There was a time not long ago that the giant Galapagos tortoise was nearing extinction. The animal was hunted for food and tortoise oil by early island explorers, sailors and early settlers on the island. In addition, the introduction of non-native animals like cats, dogs, rats and goats eat tortoise eggs and babies. Today, most of the Galapagos is a national park and animals are protected by conservation. Park rangers and scientists have implemented methods to control feral predators.
During our nature walk, we also saw land iguanas. There are three species of iguanas in the Galapagos and their coloring and habitat depend upon which island they live.
After a 45-minute walk, we returned to the beach for swimming. Some people snorkeled off the coast, but the four of us decided to walk along the lava tide pools looking sea creatures. It was a cloudy afternoon and the sea was really choppy, so not ideal for swimming.

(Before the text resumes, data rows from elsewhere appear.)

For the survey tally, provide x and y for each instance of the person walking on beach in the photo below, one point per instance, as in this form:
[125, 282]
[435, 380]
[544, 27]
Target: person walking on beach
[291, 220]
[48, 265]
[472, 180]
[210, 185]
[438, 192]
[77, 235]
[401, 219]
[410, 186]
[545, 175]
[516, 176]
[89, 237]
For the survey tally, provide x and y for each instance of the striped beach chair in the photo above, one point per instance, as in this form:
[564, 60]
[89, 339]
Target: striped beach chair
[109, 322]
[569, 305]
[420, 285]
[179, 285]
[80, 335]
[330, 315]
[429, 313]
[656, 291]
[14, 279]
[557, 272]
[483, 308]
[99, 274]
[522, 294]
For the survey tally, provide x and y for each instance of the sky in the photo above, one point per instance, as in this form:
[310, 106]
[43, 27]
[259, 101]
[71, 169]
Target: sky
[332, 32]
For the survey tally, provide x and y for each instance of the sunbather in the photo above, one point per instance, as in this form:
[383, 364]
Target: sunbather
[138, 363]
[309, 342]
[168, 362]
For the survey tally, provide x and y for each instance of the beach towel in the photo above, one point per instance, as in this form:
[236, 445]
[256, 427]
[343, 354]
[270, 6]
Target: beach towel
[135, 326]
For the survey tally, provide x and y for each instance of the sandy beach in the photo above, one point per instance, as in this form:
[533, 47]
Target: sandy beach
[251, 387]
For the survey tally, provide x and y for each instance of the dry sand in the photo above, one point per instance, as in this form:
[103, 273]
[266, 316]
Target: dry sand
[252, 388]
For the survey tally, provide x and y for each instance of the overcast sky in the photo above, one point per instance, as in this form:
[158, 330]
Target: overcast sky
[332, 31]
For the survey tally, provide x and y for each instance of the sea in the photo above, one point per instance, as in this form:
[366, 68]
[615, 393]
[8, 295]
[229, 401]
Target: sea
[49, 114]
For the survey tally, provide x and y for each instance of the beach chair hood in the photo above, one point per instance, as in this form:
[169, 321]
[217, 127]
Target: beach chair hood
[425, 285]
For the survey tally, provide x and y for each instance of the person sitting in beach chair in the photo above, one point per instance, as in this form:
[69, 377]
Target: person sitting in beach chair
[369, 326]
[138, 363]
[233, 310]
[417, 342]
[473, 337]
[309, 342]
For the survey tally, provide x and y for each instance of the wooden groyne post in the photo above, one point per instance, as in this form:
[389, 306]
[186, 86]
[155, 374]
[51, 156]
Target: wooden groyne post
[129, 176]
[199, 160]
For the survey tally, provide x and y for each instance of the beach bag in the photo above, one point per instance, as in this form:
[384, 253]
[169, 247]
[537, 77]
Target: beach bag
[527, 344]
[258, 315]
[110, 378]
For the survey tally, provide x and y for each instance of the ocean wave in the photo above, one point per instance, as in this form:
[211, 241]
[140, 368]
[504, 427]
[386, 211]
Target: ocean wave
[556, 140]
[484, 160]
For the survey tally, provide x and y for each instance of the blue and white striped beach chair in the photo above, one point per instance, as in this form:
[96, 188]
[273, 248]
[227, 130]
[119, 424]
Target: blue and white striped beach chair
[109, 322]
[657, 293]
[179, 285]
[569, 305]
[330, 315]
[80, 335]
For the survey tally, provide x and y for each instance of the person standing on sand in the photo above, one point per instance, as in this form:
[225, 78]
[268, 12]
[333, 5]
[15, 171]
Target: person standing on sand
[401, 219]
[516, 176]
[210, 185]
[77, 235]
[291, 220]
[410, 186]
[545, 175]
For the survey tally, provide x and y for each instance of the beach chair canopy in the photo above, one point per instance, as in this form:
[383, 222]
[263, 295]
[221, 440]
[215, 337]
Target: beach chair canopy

Aden and Tory played in the sand for a while looking for sea shells.
At 5:30pm, our group took the dingy boats back to the Monserrat where the chef had hot appetizers and hot chocolate waiting for us. This time, Aden grabbed a snack right away so he didn’t miss out. It’s a nice treat having food waiting for us every time we return to the boat.
We all had an hour to shower and hang out before the evening briefing at 6:30pm. Andi and I grabbed two glasses of wine & met a few couples on the top deck of the boat for happy hour while Tory and Aden returned to their cabin to relax.
Dinner was a choice of beef or shrimp, green beans, zucchini, rice, and potatoes with custard for dessert.
We were all tired after a long, busy day so I followed the kids back to their cabin, read to them from our current chapter book, and tucked them into bed. Andi and I were asleep shortly thereafter.
Tonight, we’re anchoring in Tagus Cove, the place we went snorkeling this morning, so it should be a more peaceful night of sleep.